Burroughs writes about yage in some of his other works. Notable among these is a novel presented as a collection of letters he sent from South America to Allen Ginsberg, The Yage Letters (1963). The Yage Letters seems to expand on the fascination with yage the narrator expresses in this chapter.

Jody and Clem disrupt a Muslim funeral to stoke hostility toward the United States. Their motive of these former vaudeville performers turned agents is revealed in Chapter 15. They accomplish their goal by disrupting a Muslim funeral with a sacrilegious display. Islam forbids consumption of pork and contact with pigs, so their prank at the funeral is highly insulting.

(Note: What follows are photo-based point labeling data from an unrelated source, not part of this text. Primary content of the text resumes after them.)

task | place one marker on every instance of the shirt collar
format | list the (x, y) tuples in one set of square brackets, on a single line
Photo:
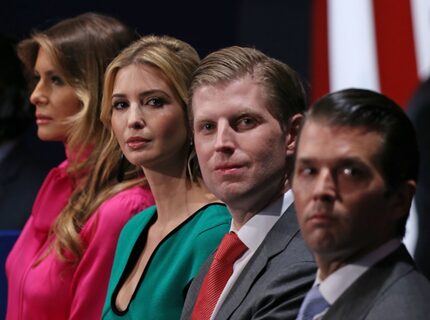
[(254, 231)]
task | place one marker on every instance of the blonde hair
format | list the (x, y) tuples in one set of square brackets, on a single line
[(175, 58), (81, 48), (284, 89)]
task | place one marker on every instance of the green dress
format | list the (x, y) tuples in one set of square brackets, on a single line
[(162, 288)]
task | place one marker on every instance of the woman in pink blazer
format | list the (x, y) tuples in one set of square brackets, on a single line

The display at the funeral points to the seeds of conflict between the United States and Muslim countries already present in the 1950s. At the time, this tension was not as prominent a concern as in the late 20th and early 21st centuries, but it was definitely present. Jody and Clem want to capitalize on these seeds of conflict in their own small way. The old man's parodying of religious entities, dismissing all the major world religions, implies these beliefs are not useful or productive. However, in conjunction with Jody and Clem's prank, the conversation implies the destructive potential of extreme religious devotion.

The stories in this chapter show the characters' disregard for others. A.J.'s story reflects his irreverent sense of humor as well as his casual treatment of violence toward women—and everyone else. Clem's story adds more evidence of Dr. Benway's sadism and his own casual violence toward women—and everyone else.